We thus have an algorithm to compute \(\boldsymbol{y}=\boldsymbol{x}\otimes \textbf{A}^*\). Let \({\boldsymbol{x}}_\textrm{P}=\boldsymbol{x}\otimes \textbf{P}^T\). Let \(h=0\). Extract \(\textbf{X}_h,\textbf{Y}_h,\textbf{Z}_h\) from \(\textbf{A}_h\) and compute \(\textbf{X}_h^*\) (using any APSD algorithm), \(\textbf{Q}_h=\textbf{Y}_h\otimes \textbf{X}_h^*\) and \(\textbf{A}_{h+1}\). Note that \(\textbf{X}_h^*\otimes \textbf{Y}_h^T=\textbf{Q}_h^T\). Multiply \({\boldsymbol{x}}_\textrm{P}\) with the first matrix in (2), then the result with the second matrix, and then the result with the third matrix, thus defining \({\boldsymbol{y}}_\textrm{P}={\boldsymbol{x}}_\textrm{P}\otimes \textbf{A}_0^*\). Finally remove the permutation, computing \(\boldsymbol{y}={\boldsymbol{y}}_\textrm{P}\otimes (\textbf{P}^T)^{-1}\). All computations are done with sparse matrices. Importantly, multiplication with the second matrix in (2) splits the current vector into two parts, where the left part is multiplied with \(\textbf{X}^*_h\), and the right part with \(\textbf{A}_{h+1}^*\) through a recursive call. The recursion stops by computing \(\textbf{A}^*_d\) directly (using any APSD algorithm).

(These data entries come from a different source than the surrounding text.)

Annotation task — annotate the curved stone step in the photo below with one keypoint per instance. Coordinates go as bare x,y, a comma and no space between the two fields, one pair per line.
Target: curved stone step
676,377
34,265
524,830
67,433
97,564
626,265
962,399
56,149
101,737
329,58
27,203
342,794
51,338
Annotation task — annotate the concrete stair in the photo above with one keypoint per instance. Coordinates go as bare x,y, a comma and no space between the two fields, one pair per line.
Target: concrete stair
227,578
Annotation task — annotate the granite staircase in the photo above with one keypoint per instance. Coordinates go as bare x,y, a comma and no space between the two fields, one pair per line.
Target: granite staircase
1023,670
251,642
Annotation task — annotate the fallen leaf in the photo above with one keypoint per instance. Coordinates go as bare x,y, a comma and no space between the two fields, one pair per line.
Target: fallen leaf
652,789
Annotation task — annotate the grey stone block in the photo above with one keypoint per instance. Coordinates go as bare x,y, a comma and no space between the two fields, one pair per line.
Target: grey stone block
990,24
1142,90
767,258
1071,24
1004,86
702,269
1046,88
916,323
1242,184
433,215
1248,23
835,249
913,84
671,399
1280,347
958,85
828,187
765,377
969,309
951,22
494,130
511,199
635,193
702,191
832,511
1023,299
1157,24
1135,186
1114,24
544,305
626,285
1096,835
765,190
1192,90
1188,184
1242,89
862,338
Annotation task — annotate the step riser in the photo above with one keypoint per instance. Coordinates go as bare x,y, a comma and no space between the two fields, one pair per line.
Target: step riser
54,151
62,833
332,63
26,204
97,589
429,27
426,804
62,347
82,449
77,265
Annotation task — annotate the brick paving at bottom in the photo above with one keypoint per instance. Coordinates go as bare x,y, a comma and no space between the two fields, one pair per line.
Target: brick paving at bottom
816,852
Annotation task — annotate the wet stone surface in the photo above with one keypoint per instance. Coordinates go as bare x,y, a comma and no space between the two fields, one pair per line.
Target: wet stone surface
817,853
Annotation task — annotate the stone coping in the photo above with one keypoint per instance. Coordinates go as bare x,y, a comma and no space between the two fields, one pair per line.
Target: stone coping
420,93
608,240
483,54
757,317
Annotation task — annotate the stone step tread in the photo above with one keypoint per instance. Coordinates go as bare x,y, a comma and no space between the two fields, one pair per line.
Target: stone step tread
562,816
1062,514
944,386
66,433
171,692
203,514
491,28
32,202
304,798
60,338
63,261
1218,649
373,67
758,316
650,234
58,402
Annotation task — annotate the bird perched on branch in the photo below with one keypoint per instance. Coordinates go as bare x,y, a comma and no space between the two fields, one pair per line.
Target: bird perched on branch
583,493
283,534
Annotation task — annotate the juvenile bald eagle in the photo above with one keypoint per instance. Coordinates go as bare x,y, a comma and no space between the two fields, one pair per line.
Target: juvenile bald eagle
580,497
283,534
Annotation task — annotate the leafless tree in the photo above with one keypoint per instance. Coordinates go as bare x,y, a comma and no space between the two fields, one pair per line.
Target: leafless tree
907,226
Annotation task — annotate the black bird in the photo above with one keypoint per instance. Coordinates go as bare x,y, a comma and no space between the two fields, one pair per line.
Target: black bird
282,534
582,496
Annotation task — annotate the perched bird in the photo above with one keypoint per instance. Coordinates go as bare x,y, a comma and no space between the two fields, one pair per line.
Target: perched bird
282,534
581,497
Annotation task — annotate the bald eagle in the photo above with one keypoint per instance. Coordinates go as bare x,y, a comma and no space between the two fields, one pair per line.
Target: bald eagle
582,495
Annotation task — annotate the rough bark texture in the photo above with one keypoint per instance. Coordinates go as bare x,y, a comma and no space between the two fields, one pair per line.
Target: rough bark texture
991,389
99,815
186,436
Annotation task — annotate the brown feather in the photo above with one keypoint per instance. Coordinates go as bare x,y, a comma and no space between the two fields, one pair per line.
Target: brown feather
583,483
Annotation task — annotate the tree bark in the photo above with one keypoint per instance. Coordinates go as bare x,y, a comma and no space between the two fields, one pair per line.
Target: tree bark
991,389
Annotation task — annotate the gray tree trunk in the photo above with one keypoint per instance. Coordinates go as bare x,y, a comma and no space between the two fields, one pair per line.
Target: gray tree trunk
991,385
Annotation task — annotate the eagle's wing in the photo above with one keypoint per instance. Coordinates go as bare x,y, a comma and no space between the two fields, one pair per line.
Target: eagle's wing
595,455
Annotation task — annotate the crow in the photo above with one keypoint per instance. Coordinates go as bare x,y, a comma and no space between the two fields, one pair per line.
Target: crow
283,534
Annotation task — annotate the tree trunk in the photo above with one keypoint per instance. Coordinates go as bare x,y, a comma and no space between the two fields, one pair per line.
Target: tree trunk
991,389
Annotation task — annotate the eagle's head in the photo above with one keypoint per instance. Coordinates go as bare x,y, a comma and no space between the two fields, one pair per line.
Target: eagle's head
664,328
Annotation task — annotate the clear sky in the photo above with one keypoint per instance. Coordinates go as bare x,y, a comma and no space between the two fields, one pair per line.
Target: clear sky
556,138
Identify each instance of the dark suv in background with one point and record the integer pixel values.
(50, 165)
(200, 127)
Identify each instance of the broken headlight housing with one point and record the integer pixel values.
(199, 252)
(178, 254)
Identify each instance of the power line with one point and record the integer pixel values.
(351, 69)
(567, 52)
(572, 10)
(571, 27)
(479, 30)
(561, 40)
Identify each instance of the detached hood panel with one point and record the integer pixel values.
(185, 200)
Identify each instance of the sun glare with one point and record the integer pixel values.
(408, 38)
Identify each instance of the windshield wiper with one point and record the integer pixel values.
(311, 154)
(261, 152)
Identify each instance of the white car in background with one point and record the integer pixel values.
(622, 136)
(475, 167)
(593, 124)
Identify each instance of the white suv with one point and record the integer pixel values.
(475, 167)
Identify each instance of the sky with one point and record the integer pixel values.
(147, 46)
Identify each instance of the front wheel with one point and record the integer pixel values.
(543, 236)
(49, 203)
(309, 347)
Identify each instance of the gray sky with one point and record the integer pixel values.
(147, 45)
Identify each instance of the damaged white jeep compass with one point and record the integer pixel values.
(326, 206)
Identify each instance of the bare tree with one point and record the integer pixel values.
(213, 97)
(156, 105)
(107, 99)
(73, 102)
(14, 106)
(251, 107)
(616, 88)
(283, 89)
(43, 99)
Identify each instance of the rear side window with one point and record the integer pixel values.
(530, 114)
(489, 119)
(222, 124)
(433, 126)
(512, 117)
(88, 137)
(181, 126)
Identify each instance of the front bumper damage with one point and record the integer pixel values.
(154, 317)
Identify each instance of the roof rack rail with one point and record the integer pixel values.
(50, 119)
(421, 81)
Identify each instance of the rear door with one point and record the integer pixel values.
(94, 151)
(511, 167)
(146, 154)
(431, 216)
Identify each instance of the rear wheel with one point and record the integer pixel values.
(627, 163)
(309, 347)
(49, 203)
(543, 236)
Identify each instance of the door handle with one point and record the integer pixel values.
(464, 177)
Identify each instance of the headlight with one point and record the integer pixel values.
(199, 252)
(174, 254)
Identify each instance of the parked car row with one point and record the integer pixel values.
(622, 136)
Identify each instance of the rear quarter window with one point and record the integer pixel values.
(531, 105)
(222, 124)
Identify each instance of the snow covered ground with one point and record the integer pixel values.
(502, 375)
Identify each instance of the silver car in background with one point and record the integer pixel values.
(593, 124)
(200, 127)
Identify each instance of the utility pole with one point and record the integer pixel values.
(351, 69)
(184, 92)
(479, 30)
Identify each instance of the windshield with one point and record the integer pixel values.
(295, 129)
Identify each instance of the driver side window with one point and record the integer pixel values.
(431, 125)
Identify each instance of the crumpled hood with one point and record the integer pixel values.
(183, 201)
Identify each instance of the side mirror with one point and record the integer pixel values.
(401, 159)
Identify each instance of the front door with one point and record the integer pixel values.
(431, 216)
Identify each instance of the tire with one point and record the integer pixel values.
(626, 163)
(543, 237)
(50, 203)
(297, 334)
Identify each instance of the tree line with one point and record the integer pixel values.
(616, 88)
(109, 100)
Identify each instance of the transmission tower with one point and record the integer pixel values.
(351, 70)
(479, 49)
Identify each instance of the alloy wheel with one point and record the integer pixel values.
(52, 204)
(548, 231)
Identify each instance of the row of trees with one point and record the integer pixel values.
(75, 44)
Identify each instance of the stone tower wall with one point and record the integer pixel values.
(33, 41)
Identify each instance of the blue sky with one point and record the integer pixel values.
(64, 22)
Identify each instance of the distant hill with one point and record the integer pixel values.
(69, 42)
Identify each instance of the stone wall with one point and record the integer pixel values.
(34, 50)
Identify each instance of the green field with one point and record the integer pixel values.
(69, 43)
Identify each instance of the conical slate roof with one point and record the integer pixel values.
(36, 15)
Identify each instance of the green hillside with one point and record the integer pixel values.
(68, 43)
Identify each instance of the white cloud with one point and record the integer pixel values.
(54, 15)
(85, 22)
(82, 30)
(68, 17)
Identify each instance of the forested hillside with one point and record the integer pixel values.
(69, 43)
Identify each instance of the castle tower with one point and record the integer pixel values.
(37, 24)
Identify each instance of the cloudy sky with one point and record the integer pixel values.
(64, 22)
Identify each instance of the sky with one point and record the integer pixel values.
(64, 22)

Pan and Reif [30] show that if the choice of \(\textbf{P}\) and \(n_0,\ldots ,n_d\) is informed by a separator tree \(\textbf{T}\) of G with height \(d=O(\log n)\) and separators of size \(O(\sqrt{n})\), then, depending on how \(\textbf{X}_h^*\) and \(\textbf{A}_d^*\) are computed, the described algorithm requires either \(O(\log ^3 n)\) parallel time and \(O(n^{3/2}\log n)\) work, or \(O(\sqrt{n}\log n)\) parallel time and \(O(n^{3/2})\) work. The time estimate follows directly from the parallel time complexity of the matrix operations, multiplied by the depth of the recursion. The work estimate follows from careful counting of elements in the sparse representations of matrices [31].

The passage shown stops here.